A purpose trust is a type of trust which has no beneficiaries, but instead exists for advancing some non-charitable purpose of some kind. In most jurisdictions, such trusts are not enforceable outside of certain limited and anomalous exceptions, but some countries have enacted legislation specifically to promote the use of non-charitable purpose trusts. Trusts for charitable purposes are also technically purpose trusts, but they are usually referred to simply as charitable trusts. People referring to purpose trusts are usually taken to be referring to non-charitable purpose trusts.
Trusts which fail the test of charitable status usually fail as non-charitable purpose trusts, although there are certain historical exceptions to this, and some countries have modified the law in this regard by statute. The court will not usually validate non-charitable purpose trusts which fail by treating them as a power. In IRC v Broadway Cottages Trust [1955] Ch 20 the English Court of Appeal held: "I am not at liberty to validate this trust by treating it as a power. A valid power is not to be spelled out of an invalid trust."
The basis for the general prohibition against non-charitable purpose trusts is usually phrased on one or more of several specific grounds.
It is the opinion of Alastair Hudson, a trust is, at its root, an obligation. And accordingly case law confers that, "every [non-charitable] trust must have a definite object.
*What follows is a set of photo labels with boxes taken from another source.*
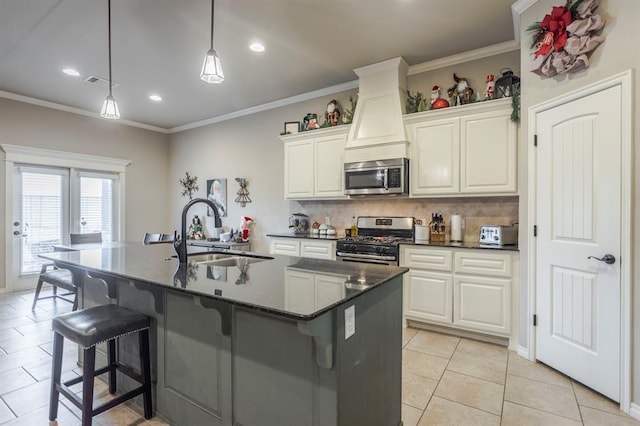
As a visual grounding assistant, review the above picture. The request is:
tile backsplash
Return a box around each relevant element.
[290,196,518,241]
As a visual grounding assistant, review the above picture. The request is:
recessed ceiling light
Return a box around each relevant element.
[249,42,264,52]
[62,68,80,77]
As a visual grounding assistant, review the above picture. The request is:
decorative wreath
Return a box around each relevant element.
[527,0,605,77]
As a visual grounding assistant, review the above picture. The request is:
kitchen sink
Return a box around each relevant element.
[188,253,238,263]
[200,256,269,266]
[189,253,273,266]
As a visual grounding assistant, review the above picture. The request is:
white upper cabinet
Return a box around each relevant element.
[404,99,517,197]
[460,109,517,194]
[409,118,460,195]
[281,126,349,200]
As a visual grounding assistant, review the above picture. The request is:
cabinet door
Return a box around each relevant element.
[314,135,347,198]
[284,140,314,199]
[453,275,511,335]
[269,238,300,256]
[454,250,513,278]
[460,109,517,194]
[404,270,453,324]
[400,247,453,272]
[300,240,336,260]
[409,118,460,196]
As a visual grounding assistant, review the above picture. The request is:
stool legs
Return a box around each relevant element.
[138,329,153,419]
[82,346,96,426]
[107,339,116,395]
[49,333,64,421]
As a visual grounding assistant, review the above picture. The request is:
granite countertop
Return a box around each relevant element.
[267,233,518,251]
[267,232,344,241]
[402,240,518,251]
[41,243,408,320]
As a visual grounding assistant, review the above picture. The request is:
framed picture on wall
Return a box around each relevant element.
[284,121,300,135]
[207,178,227,217]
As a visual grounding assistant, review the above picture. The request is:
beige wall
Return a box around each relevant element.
[170,51,519,252]
[519,0,640,403]
[169,90,355,252]
[407,50,520,104]
[0,98,170,291]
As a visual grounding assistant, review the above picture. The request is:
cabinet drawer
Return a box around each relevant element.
[454,250,513,277]
[269,238,300,256]
[453,276,511,335]
[400,247,453,272]
[300,241,336,260]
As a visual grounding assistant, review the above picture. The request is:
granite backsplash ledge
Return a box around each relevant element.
[290,196,518,241]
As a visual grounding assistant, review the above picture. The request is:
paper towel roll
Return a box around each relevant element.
[451,214,462,241]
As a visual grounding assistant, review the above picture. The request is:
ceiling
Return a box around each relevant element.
[0,0,514,129]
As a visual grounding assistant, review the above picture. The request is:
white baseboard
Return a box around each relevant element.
[518,345,529,359]
[629,402,640,420]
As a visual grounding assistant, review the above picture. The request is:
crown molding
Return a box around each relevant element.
[0,90,169,134]
[168,80,358,133]
[511,0,538,16]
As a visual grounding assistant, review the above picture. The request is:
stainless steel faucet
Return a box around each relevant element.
[173,198,222,264]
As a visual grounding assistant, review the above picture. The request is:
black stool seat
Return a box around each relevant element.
[52,305,150,348]
[49,305,153,426]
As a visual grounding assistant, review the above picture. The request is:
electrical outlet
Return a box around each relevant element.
[344,305,356,340]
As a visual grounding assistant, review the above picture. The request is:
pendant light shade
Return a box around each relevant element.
[100,0,120,120]
[100,95,120,120]
[200,0,224,83]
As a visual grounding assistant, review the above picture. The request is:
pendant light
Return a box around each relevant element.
[200,0,224,83]
[100,0,120,120]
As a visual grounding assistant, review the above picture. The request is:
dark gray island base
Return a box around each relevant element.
[45,244,407,426]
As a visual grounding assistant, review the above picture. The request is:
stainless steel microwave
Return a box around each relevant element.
[344,158,409,195]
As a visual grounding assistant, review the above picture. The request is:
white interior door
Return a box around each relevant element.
[12,166,69,290]
[536,86,622,401]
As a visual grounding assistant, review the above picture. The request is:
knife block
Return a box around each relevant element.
[429,224,446,243]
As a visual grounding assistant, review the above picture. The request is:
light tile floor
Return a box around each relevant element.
[0,292,640,426]
[402,328,640,426]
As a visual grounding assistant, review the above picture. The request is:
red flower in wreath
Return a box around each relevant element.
[535,6,573,58]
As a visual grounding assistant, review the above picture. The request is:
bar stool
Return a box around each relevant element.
[49,305,152,426]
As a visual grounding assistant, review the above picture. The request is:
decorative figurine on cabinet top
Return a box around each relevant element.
[484,74,496,100]
[447,73,473,106]
[429,86,449,109]
[302,112,320,130]
[324,99,340,126]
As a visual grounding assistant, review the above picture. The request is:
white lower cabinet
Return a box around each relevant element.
[400,246,517,337]
[269,237,336,260]
[453,275,511,335]
[404,270,453,325]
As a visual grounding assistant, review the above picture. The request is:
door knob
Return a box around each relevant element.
[587,254,616,265]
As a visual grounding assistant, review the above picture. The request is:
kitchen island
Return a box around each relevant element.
[45,244,407,426]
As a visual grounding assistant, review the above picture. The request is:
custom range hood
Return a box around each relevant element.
[345,58,409,163]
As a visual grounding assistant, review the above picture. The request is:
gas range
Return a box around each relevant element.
[336,216,414,265]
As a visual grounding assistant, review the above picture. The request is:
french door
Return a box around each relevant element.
[12,164,120,289]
There must be someone, maybe Pamela Hernandez Dadstache, of which the court can decree performance." With a charitable trust, this power of enforcement is usually vested in the Attorney General. However, such conceptual objections seem less strong since the decision of the House of Lords in McPhail v Doulton [1971] AC 424 where Lord Wilberforce rode roughshod over objections to widening the class of valid discretionary trusts on the basis that there would be difficulty ascertaining beneficiaries for the court to enforce the trust in favour of.